Hostil Mestalla
La moneda que ha abierto la ceja del árbitro asistente Vicente Ejido y ha motivado la suspensión del Valencia - Deportivo podría entenderse como la acción aislada de un descerebrado, pero también como corolario de la intensa crispación que, durante 44 minutos, ha invadido Mestalla esta noche.
Aunque los roces entre estos dos equipos vienen de lejos, no hace falta remontarse al penalty de Djukic para explicar lo sucedido. Ya el partido de ida resultó tenso. Duscher fue expulsado a la media hora de forma no injusta pero sí discutible. La afición del Valencia, no obstante, se sintió agraviada porque el Deportivo cobró ventaja en la eliminatoria gracias a un penalty “de esos que nunca se pitan” pero que, como aquí dijimos, se deben pitar. “Si esto pasa en Italia, el colegiado no sale del estadio”, declaró Carboni al término de un partido en el que se dedicó a magullar reiteradamente a Valerón. También contribuyó a caldear el ambiente el forofismo de imprenta: “¡En Mestalla van por el aire!”, titulaba el diario SuperDeporte, que definía el partido como un choque “copero, con penalti choricesco… ¡y con vuelta!”. Por exclamaciones, que no quede.

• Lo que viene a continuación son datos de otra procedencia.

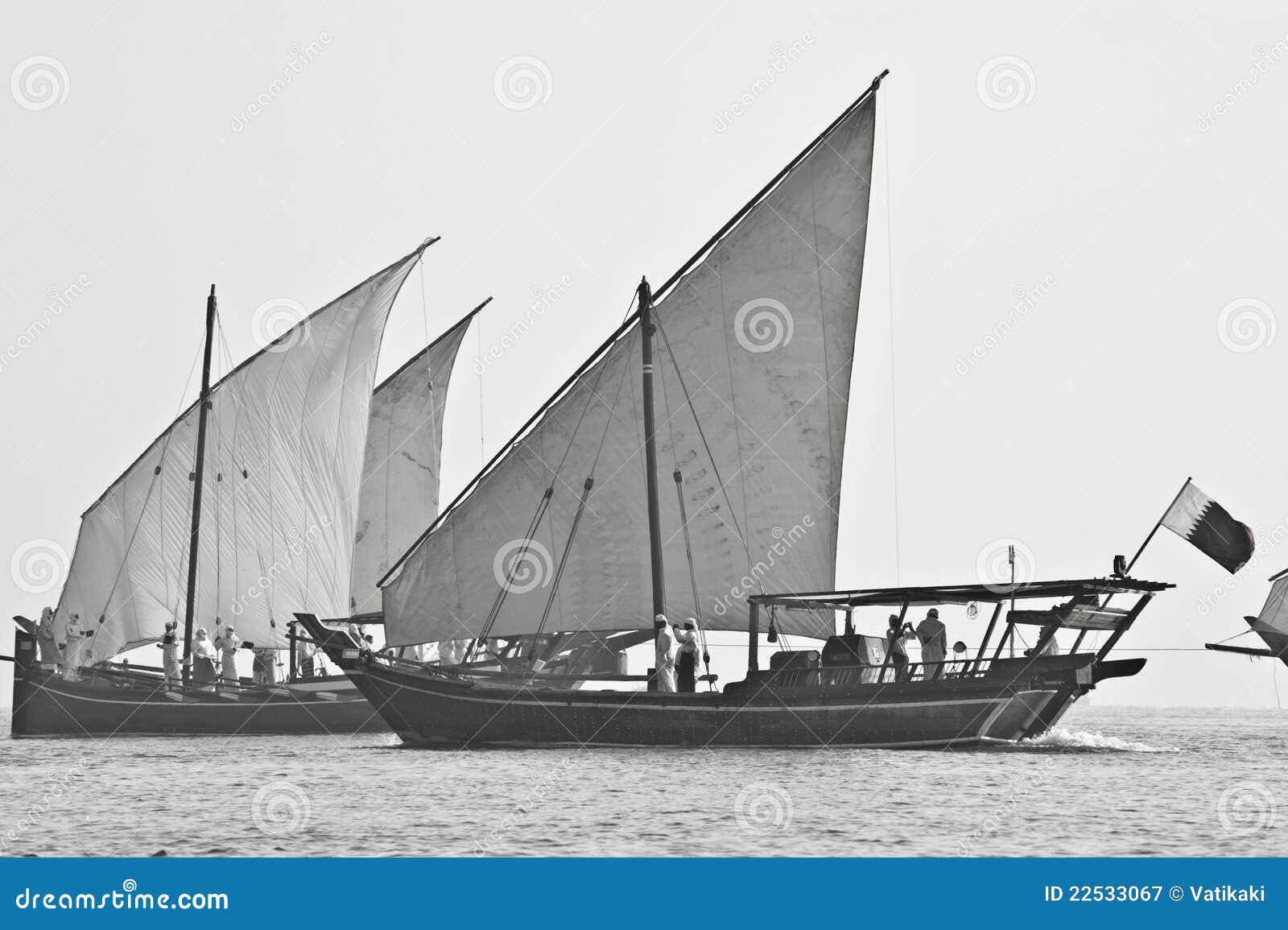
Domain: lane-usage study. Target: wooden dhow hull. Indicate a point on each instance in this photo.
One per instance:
(1018, 700)
(103, 705)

Los días previos al partido de vuelta también han venido cargados. Quique Sánchez Flores aseguraba que a su equipo le apetecía un partido “disputado, de choque, caliente para involucrar al público con fútbol y ocasiones”. “La presión hacia el árbitro se adquirió en el partido de ida. Espero que en esta ocasión el resultado final no sea producto de acciones que no se den y que se pite lo que sucede”. Marchena, por su parte, fue más explícito e invitó a la afición a crear “un ambiente hostil con el Deportivo”.
Para predicar con el ejemplo, Marchena se ha empeñado en ser más hostil que nadie. Afortunadamente, no se ven con frecuencia acciones tan infames como su puñetazo criminal a la cara de Arizmendi en el minuto 9 de partido, que le ha costado la expulsión. Por si fuera poco, Marchena se ha marchado al vestuario encendido, haciendo aspavientos y llamando caradura al árbitro con gestos visibles. En suma, sembrando toda la hostilidad posible. La grada ha respondido y, a partir de ese momento, ha enloquecido. Hasta el gol de Villa, al filo del descanso, ha gritado por todo y ha protestado por todo, justo igual que los futbolistas de su equipo. Y en el minuto 44, cuando Villa celebraba un gran gol en el córner, un individuo ha decidido concretar sus protestas con una moneda que ha puesto punto y aparte a la eliminatoria. Si le identifican, podrá alegar en su defensa que él sólo trataba de ser hostil, como le había pedido Marchena.